V: Well, the general level of literacy for writers and readers is far below what it used to be. And we now commonly see books in which people can’t get their possessives right. Publishers send out catalogues and you read the copy and it’s full of grammatical errors. In my parents’ generation and in my grandparents’ generation people really were much more connected to the written word. I won’t say that they were more intelligent or better educated necessarily because I’m sure that they knew far less about what’s going on in other parts of the world, and diversity, and tolerance, and the ecosystem and so forth and these are very important things, but there was a sense that most people with a basic education could read and take some pleasure in reading.

Now people like to write and express themselves but they often resent the work required to express themselves well or even to read books by dead people. It’s often been said that we’re midgets standing on the shoulders of giants and if you step off the giant’s shoulder you’re going to be that much shorter. I think it’s pathetic that readers and writers today are as ignorant as they are, ignorant even of foreign writing.

In the seventies, there used to be this Penguin “Writers From the Other Europe” series and I read a bunch of those books; that’s how I got introduced to people like Borowski, Kundera, Konwicki. It blew my mind. I thought they were great. When I talk with my editor at Viking I always say “Paul, why can’t you guys reissue those?” and he says, “It’ll never happen, there’s just no market for those.” And of course, Dalkey Archive had brought a couple of them back and so forth but it’s really sad. It’s really disturbing and it helps explain how people who are fundamentally good hearted and well meaning and sincere, as Americans are, could reelect a president who is a war criminal, who is a torturer, who has dragged and is dragging our name through the mud. And yet we can still find people who think that he’s the greatest and it’s because people here are so ignorant and so isolated.
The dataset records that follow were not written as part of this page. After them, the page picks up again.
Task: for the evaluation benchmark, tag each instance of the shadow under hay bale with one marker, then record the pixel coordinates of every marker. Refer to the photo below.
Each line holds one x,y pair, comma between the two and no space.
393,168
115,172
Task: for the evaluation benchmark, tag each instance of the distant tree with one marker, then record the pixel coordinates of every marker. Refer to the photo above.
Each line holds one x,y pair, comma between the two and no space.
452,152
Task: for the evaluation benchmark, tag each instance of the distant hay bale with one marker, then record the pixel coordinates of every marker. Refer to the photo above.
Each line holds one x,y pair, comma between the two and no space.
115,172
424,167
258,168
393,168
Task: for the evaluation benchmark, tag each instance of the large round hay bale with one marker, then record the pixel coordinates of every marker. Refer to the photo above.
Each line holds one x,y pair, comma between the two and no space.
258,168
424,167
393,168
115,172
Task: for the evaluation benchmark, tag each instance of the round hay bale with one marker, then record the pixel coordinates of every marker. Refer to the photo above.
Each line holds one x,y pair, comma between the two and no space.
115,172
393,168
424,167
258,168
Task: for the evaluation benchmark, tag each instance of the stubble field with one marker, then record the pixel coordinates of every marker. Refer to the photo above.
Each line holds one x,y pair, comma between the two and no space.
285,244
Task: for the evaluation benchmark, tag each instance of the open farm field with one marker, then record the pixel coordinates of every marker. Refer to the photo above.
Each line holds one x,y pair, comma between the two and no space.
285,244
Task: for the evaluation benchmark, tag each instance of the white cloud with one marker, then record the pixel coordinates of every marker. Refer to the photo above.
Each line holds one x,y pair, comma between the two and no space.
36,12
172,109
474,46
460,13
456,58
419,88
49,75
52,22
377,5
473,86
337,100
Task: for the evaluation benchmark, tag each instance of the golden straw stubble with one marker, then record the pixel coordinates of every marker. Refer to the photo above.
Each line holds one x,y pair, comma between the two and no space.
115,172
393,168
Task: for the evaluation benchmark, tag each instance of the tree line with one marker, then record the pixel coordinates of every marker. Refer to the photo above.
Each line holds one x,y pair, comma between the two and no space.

And I blame readers and writers for that.

Q: Almost your entire back catalogue is in print except for Afghanistan Picture Show. I thought that was interesting because Afghanistan Picture Show seems suddenly very topical again. I was wondering if there’s a hesitance to republish that because you were fighting on the side of people who have become associated with the enemy?

V: Yeah, I don’t know why. It was recently published in German and in Italian. Europeans tend to get a kick out of it because the main character is a naïve blundering American and that’s one of the hobbies of Europeans, to look down on Americans, and not always without good reason.